Do you have any pandemic-specific projects that you want to talk about? 

Yes, I’m working with my collective The Crystal Efemmes to do a group show at The Front Gallery this June. We have been discussing things that we fear and the things that give us joy. The writings and imagery that we produce will become personified and symbolized sultans, demons, and queens using collage, photography, and mixed media works. We feel this would be a way to share the things that hinder and scare us while sharing the things that bring us life and inspirations. That acknowledging your fear is part of your ability to move forward and gain control of those lurking demons that eat our potential. I’m very excited to be working with The Crystal Efemmes: Robyn LeRoy-Evans, Cristina Molina, and Ryn Wilson. We have been very supportive and caring for each other during this time so this opportunity to be creative together will be, in a way, healing and therapeutic. 

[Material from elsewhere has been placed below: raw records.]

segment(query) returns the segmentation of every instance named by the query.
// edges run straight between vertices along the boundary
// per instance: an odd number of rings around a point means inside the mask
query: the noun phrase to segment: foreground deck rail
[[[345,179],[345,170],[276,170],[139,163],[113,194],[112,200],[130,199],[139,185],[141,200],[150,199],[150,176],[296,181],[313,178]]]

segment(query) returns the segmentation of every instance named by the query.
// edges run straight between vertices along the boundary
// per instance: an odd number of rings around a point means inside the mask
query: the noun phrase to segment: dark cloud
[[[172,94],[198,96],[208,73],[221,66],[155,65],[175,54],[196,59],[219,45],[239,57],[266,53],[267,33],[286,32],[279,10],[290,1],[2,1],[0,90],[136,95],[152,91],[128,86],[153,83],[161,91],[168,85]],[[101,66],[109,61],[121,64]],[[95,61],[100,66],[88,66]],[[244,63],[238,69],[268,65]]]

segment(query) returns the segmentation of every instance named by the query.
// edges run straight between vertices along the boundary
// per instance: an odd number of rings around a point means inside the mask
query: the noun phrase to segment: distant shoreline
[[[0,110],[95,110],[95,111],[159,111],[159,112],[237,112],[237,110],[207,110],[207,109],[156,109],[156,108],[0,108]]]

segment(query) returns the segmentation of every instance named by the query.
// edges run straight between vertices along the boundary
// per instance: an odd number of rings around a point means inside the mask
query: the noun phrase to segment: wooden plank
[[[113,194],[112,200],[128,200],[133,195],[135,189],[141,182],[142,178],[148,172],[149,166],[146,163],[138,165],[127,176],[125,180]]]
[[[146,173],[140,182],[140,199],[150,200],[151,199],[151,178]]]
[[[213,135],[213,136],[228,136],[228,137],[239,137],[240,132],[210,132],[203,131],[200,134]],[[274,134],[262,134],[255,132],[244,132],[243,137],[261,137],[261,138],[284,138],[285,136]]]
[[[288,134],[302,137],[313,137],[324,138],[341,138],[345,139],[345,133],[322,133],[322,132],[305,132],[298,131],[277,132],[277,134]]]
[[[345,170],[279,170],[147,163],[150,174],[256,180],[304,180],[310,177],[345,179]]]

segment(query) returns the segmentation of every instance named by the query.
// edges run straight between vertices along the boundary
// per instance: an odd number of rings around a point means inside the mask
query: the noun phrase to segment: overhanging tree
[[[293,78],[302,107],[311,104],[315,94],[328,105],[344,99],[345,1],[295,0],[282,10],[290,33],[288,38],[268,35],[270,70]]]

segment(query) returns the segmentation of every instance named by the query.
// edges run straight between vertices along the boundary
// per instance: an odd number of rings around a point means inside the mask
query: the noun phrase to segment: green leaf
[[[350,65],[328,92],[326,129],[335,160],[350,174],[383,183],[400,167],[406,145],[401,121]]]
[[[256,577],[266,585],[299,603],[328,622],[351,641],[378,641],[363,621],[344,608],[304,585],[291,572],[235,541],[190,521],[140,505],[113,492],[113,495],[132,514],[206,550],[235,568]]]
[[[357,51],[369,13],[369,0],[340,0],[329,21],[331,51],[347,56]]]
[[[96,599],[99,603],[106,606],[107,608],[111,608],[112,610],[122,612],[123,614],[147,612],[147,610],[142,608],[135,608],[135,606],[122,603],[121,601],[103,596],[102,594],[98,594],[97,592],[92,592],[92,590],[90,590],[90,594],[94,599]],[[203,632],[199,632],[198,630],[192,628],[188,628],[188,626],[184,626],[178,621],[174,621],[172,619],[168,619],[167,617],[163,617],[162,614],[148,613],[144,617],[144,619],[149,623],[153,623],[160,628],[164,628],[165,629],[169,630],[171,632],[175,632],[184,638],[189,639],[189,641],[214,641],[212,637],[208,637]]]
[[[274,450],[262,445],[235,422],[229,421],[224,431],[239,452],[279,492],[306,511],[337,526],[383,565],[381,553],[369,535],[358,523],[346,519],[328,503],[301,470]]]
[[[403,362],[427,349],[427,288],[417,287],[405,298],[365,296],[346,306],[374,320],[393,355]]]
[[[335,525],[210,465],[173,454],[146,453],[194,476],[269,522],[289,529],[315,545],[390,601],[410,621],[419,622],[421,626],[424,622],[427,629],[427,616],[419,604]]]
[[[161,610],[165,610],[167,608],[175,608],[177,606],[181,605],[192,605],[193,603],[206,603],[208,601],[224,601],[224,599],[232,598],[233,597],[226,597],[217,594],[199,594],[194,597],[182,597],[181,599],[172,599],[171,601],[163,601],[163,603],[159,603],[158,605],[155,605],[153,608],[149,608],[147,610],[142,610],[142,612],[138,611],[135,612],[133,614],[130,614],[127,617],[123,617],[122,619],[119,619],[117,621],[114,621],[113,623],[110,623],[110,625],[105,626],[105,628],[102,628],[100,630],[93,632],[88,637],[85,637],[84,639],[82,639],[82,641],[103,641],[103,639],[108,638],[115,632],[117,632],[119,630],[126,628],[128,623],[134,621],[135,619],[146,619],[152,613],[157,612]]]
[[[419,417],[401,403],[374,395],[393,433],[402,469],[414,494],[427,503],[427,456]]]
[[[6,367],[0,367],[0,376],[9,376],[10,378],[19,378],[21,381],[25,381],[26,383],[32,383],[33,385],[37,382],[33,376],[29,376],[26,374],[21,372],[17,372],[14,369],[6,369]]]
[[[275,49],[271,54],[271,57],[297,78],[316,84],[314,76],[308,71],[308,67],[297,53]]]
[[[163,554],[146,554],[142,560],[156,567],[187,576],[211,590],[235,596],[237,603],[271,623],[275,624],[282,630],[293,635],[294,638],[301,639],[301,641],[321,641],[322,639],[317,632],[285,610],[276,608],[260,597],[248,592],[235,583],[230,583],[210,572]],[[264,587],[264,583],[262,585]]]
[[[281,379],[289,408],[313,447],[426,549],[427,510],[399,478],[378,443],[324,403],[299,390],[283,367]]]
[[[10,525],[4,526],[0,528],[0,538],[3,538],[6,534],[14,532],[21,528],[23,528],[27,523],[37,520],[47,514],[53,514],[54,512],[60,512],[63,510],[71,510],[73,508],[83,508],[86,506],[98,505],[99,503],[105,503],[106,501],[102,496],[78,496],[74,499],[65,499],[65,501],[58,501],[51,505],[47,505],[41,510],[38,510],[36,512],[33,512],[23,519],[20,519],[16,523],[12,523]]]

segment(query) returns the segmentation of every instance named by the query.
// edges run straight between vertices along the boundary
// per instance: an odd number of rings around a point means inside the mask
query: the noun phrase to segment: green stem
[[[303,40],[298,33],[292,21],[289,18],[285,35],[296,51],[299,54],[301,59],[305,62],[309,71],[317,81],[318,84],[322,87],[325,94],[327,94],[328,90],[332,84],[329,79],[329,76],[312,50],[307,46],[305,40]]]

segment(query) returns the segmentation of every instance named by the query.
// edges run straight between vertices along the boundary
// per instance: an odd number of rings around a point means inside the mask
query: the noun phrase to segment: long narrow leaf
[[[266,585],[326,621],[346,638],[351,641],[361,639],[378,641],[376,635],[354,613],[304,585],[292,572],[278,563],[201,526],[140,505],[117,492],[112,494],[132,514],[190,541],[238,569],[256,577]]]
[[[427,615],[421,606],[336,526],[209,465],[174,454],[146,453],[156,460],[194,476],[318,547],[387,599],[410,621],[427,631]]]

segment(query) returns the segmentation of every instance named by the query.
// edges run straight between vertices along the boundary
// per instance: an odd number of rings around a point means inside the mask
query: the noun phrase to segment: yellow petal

What is making you happy right now? 

Gardening at night. I love going outside in my little garden and looking at the stars and the moon and all the little creatures that are scurrying about. I listen to the night and try to let go of all the things that are stuck in my head, and get my hands into some dirt and look at my plants very closely while whispering to them. Also, me and my boyfriend cooking a lot together and sitting down, eating together has been very relaxing and enjoyable.